Porque, a lo largo de mi vida, he cubierto suficientes situaciones de emergencia para saber que, si la humanidad tuviera una escala para sus desgracias, el hambre no estaría lejos de la cima; con sus cuerpos vivos pero deshidratados, sus criaturas muertas o envejecidas prematuramente, los ojos enfermos, el dolor de cabeza, las úlceras que salen enseguida, los accesos de rabia, Coupeau gritándole a Gervaise en La taberna, de Zola: “Si tienes hambre, te comes un puño y el otro te lo guardas para mañana”, y luego el desapego final, las últimas apneas, la muerte súbita…
Personas hambrientas que ya ni encuentran restos en las papeleras las calles de los alrededores y a las que ya no les llega la cobertura de las ONG
Porque desde aquel 1979, cuando con Françoise Giroud, Alfred Kastler, Jacques Attali, los radicales italianos Emma Bonino y Marco Pannella, Marek Halter o el doctor Robert Sebbag fundamos Acción contra el Hambre, nuestra pequeña organización se ha vuelto grande; ahora tiene recursos y medios de acción considerables, pero ni ella ni otra han impedido que esta plaga siga matando, incluso hoy en día, a 25.000 personas al día.
Y como el coronavirus, al poner freno a la economía, al darle al botón de pausa a una globalización acusada de todos los males y de la que pronto se nos olvida que ha sacado de la más honda miseria a un tercio de la humanidad en los últimos treinta años; al congelar los flujos de intercambio que, para los más hambrientos, eran sus últimos salvavidas, necesariamente hará que esta cifra aumente.
Pronto hablaré, con más profundidad, de cómo analizo el estupor y el miedo que, con el coronavirus, se han cernido sobre el mundo.
Pero por qué no empezar a darnos cuenta de que, frente a estos telegramas que parecen venidos de otro mundo, todo lo abstracto, absurdo que es, dadas las circunstancia, el infame debate teórico que pone a los gobernantes en la tesitura de elegir entre “la vida” y la “economía”, es decir, en realidad, entre los muertos del COVID-19 u otros.

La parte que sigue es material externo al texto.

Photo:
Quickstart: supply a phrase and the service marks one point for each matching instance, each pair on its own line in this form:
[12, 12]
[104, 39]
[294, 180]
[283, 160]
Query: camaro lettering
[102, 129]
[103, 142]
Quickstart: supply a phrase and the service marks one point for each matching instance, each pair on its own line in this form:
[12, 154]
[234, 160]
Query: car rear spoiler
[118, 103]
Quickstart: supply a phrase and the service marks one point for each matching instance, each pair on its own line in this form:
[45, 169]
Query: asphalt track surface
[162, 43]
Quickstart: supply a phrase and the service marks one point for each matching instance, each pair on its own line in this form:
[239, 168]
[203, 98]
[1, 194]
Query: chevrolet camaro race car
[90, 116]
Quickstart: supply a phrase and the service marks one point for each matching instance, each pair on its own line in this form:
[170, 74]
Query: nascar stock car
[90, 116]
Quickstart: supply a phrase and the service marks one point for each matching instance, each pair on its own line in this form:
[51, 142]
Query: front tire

¿Cómo no quedarnos pasmados ante la desproporción de medios desplegados para acorralar, diagnosticar y, huelga decir, curar una infección tan nueva y trágica mientras hemos asistido a la indiferencia más absoluta ante las víctimas condenadas a la pandemia más antigua de la humanidad?
En ese sentido, otra primera plana (de la prensa estadounidense) de la que nos hemos escapado.
La del Washington Post del pasado 29 de abril.
Mientras que Estados Unidos despliega, como nosotros, ingentes esfuerzos para tapar todos esos cuerpos hambrientos que parece que nadie ve, se anuncia el lanzamiento de dos programas colosales de investigación dirigidos por la Universidad de Pensilvania y la London School of Hygiene and Tropical Medicine.
¿Su objetivo? Amaestrar a los perros labradores “de poderoso olfato” a detectar el olor del COVID-19 en humanos.
Aún no se nos ha dicho a qué (o a quién) podría parecerse ese olor.
Pero cuánto nos alegra saber que los ocho perros ya formados serán capaces de detectar, a velocidad de crucero, hasta 250 casos por hora.
Parece una locura demasiado grande para ser cierta. Y sin embargo… Volveré a hablar del tema.